Wasm runtimes can benefit from having the means to access these developer flags/hints to make their own decisions on optimization and instruction selection when it's safe to do so. This will be particularly useful to perform additional runtime optimizations, especially in AOT wasm compilers. This also helps to address a few of the known performance concerns in FP Wasm SIMD codegen like rounding, min/max etc. One a high level, this will allow runtimes not to be dependent on developer tools for certain FP optimizations and removes a blocker for Wasm to track native performance more closely.

There is the precedent of JVM 1.2 relaxing IEEE compliance as the default mode and introducing 'strictfp' modifier to ensure portability in a class/interface/method granularity. There is the opportunity to explore a more backward-compatible approach for Wasm.

I would like to propose a mechanism to encode fp IEEE compliance flags in the Wasm binary to be consumed by the runtime engines. As is the case in native languages, the flags themselves can be treated as optional and their use can be a choice of the runtimes. The impact will manifest as improved performance, consistent semantics on a given platform, and lesser platform portability. The proposed mechanism will enable unambiguously marking code sections within a Wasm binary with these preferences/hints at the granularity of a block of instructions.

The design can be ironed out in detail as we proceed, One option is to introduce a new custom section with entries marking preferences and code segment offsets and another option is to introduce a new instruction to mark code segments with these developer preferences like in JVM. The specific flags to support can be discussed and incorporated as we proceed (e.g. -fp-finate-math-only, -fp-no-signed-zeros..)

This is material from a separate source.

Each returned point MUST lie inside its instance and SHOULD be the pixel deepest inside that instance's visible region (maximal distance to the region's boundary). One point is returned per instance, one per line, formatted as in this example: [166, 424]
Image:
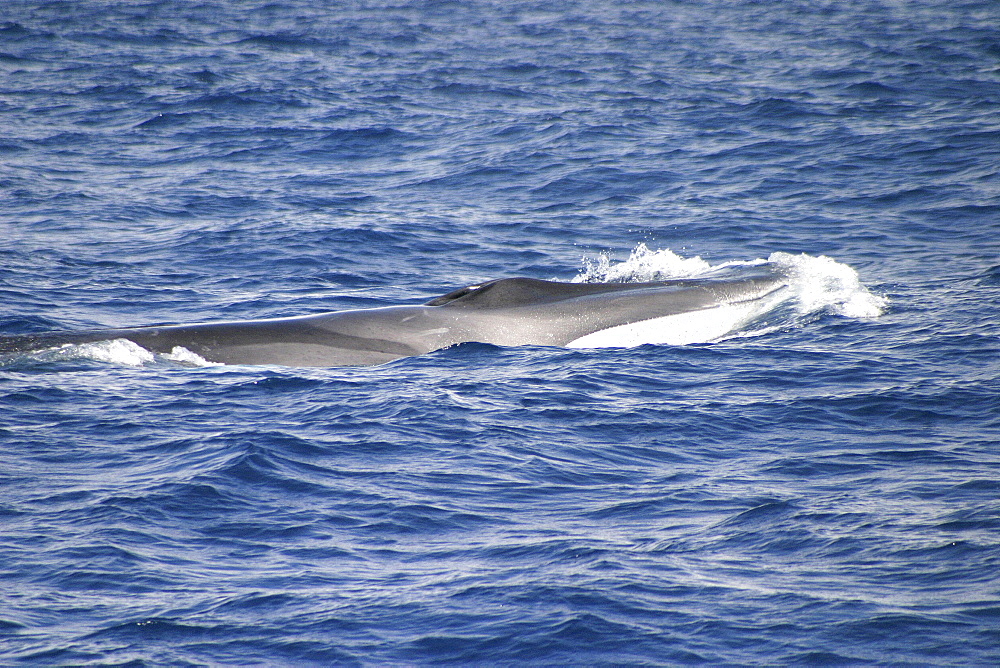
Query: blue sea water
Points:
[820, 489]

This mechanism will complement the discussions to add Scalar/Vector FMA, and FP approximation instructions to Wasm and/or SIMD spec.

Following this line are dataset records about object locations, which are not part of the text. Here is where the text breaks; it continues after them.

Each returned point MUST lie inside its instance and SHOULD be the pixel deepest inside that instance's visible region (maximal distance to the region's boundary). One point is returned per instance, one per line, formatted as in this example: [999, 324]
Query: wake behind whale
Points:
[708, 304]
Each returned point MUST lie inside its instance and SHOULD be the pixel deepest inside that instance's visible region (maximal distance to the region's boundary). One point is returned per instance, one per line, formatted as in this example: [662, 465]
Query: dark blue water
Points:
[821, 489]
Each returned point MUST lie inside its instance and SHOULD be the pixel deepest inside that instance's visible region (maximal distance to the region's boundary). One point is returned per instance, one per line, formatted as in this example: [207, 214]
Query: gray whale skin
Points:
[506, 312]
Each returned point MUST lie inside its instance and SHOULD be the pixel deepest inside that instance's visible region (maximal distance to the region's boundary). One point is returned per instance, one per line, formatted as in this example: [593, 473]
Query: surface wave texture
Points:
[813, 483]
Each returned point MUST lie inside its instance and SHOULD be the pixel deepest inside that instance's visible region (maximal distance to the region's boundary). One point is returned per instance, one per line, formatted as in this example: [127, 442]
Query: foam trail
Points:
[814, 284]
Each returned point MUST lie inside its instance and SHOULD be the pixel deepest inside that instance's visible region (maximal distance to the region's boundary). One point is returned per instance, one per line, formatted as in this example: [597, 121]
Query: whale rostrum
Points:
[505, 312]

This issue is to track the interest in this topic and to discuss this in the CG sync.

Most helpful comment

Typical projects which use gcc/clang's -ffast-math are compiling to native code. Application developers using them typically test all the native code variants that they themselves build. And since all popular hardware ISAs have fully deterministic floating-point behavior, once the developers have tested those variants, they can be fairly sure that the behavior won't change for their users. Currently, WebAssembly's floating-point works this way too; it's fully deterministic, just like hardware ISAs, so existing long-standing developer assumptions about being able to add -ffast-math and test that it "works for them" are upheld.

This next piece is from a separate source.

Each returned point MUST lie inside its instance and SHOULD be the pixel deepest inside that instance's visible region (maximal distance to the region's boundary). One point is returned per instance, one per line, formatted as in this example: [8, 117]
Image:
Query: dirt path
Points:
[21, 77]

A WebAssembly-level -ffast-math flag would mean that WebAssembly no longer resembles a hardware ISA in this regard, and no longer upholds these assumptions. Developers would test the binary they produce, but when shipping wasm to their users, their users should expect to be able to run it on different hardware or different engines. With fast-math-like flags at the WebAssembly level, WebAssembly wouldn't behave like an ISA, and users could see different floating-point results than the developer tested with.

It's also worth pointing out that projects using these flags aren't missing out when compiling to WebAssembly today. For example, many of the optimizations enabled by -fassociative-math are loop-oriented optimizations that LLVM is able to do before producing WebAssembly.

All 7 comments

Since the strictness of fp operations affects the semantics of a program, I would expect that the best way to make more permissive semantics possible would be to introduce new instructions rather than a custom section or block construct. We already have the spec mechanisms necessary to handle float nondeterminism due to our NaN propagation rules, so I expect it would be straightforward to introduce new floating point instructions that allow for more possible results.

As additional context, the JVM, for its part, is considering removing strictfp and only supporting the strict semantics.

the best way to make more permissive semantics possible would be to introduce new instructions rather than a custom section or block construct.

Introducing new instructions are useful, but it will not scale too well or remove the toolchain dependency completely. The instructions with good platform support like fma, reciprocal etc are good candidates for new instruction addition. There is considerable variety in hints/flags offered by native compilers.
-fassociative-math -ffast-math -fno-honor-nans -ffinate-math-only -fdenormal-fp-math -fno-strict-float-cast-overflow -fno-math-errno -fno-trapping-math ...
Most of these are hints to allow more aggressive fp optimizations lifting restrictions on algebraic transformations, nans, signed zeros, traps, rounding etc. Expressing all the useful flags as new instructions is not be ideal imo.

As additional context, the JVM, for its part, is considering removing strictfp and only supporting the strict semantics.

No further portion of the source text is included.